Volkswagen's Sporty Diesel, Fisker's New Problem, And WiFi WoesS

Luxury plug-in hybrid automaker Fisker wants to sell off a majority of itself to China to avoid financial collapse, but Senators John Thune and Chuck Grassley don' think that should happen according to The Free Press.

I'd like to hear their backup plan given there probably aren't a lot of American companies who want to put up the $350 million the Chinese have, in change, probably rolling around at the bottom of their briefcase.

3rd Gear: Why No WiFi?

Volkswagen's Sporty Diesel, Fisker's New Problem, And WiFi WoesS

Many moons ago legislators voted to set aside part of the Wi-Fi band for connected-car technologies that would allow vehicles to communicate with one another. Now, according to Automotive News, the FCC would like to open that band up to more devices to that spectrum.

The FCC argues it needs that space since basically everything with an on/off switch now uses Wifi, and that doing so will free up some space on the congested network of signals passing around (and through) us every second of our lives. Automakers and NHTSA says they need their own band so car's communicating with one another don't have to deal with interference.

4th Gear: No Chance For .GM In The Future

Volkswagen's Sporty Diesel, Fisker's New Problem, And WiFi WoesS

The Detroit Free Press is reporting that GM is no longer pursuing .Gm, Chevrolet, .GMC, .Cadillac, and .Buick domain extensions.

It's an interesting move, but it's not clear if it's being done because they want to avoid the rather high fees involved with purchasing the names, or they think no one is going to go to Denali.GMC because that sounds ridiculous.

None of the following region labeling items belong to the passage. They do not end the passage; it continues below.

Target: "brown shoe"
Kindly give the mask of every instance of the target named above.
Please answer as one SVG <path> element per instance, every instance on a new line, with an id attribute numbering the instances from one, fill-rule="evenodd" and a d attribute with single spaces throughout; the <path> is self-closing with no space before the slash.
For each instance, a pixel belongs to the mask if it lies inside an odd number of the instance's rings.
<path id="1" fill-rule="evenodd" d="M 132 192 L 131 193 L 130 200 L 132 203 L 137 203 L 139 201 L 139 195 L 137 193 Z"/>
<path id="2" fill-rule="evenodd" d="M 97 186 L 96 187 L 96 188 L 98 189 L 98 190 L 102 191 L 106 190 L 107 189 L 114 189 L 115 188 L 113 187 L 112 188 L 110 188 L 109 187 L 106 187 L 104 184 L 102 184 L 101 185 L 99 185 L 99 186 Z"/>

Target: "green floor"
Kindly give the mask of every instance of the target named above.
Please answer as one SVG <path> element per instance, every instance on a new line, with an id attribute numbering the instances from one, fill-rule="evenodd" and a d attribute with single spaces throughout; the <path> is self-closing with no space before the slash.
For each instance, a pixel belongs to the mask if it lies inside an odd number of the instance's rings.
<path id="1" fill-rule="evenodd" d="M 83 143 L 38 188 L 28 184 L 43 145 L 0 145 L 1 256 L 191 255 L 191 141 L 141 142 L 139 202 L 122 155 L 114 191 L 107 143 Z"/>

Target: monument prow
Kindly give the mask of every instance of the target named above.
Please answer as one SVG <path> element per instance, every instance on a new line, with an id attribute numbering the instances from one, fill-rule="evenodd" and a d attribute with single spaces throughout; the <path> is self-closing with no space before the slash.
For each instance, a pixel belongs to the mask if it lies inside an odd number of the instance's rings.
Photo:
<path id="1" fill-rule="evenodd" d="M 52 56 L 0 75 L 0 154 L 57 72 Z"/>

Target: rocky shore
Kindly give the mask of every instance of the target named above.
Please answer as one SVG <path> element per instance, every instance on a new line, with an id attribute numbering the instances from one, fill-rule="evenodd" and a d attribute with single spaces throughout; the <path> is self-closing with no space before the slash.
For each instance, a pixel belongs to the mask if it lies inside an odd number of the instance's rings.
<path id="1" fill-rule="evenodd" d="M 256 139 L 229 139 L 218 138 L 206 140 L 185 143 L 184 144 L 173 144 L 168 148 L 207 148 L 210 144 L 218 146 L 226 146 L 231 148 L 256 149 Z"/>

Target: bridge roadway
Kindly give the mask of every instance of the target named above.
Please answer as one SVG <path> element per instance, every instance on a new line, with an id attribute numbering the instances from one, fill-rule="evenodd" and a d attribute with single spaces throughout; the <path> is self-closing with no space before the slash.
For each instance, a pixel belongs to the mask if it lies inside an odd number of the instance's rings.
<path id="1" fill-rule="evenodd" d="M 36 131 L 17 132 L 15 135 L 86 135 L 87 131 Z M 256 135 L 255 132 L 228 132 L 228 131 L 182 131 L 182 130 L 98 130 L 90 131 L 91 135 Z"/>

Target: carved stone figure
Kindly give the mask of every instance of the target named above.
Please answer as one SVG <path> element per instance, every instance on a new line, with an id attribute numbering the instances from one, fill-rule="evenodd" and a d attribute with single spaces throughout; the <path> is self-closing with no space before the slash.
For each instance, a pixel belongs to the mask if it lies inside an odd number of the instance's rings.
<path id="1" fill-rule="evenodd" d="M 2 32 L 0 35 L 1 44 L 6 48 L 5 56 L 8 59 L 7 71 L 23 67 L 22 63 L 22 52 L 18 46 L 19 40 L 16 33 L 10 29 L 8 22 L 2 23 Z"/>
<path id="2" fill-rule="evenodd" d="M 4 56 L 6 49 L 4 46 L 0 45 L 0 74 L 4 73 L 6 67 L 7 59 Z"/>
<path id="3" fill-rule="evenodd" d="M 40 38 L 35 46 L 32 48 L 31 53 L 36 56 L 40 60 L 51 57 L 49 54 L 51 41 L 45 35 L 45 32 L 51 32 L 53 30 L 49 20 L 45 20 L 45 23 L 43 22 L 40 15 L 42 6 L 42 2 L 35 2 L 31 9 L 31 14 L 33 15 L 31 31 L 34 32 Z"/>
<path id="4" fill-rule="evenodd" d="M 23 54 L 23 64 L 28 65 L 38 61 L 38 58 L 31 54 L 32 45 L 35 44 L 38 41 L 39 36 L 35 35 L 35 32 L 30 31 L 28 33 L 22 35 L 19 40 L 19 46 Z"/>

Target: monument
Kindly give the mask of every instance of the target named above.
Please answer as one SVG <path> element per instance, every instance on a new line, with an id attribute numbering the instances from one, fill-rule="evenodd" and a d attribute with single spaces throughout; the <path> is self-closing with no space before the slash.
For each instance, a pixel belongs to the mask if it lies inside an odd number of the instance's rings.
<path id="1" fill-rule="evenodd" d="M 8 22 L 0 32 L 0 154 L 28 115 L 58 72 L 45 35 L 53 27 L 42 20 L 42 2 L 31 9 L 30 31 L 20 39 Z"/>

5th Gear: Honda Molds Steel And Aluminum Together

Volkswagen's Sporty Diesel, Fisker's New Problem, And WiFi WoesS

Honda has found a way to join steel and aluminum that cut out the spot-welding normally used to join two metals. What they're doing is using a '3D Lock Seam' where the steel and aluminum bits are layered and hemmed together.

They're basically making you a nice pair of pants with steel and aluminum. The first use of this is on the new RLX's doors, where they're hoping to drop the weight of door panels by 17%, thus improving performance and fuel economy without sacrificing stability or durability.

Cool.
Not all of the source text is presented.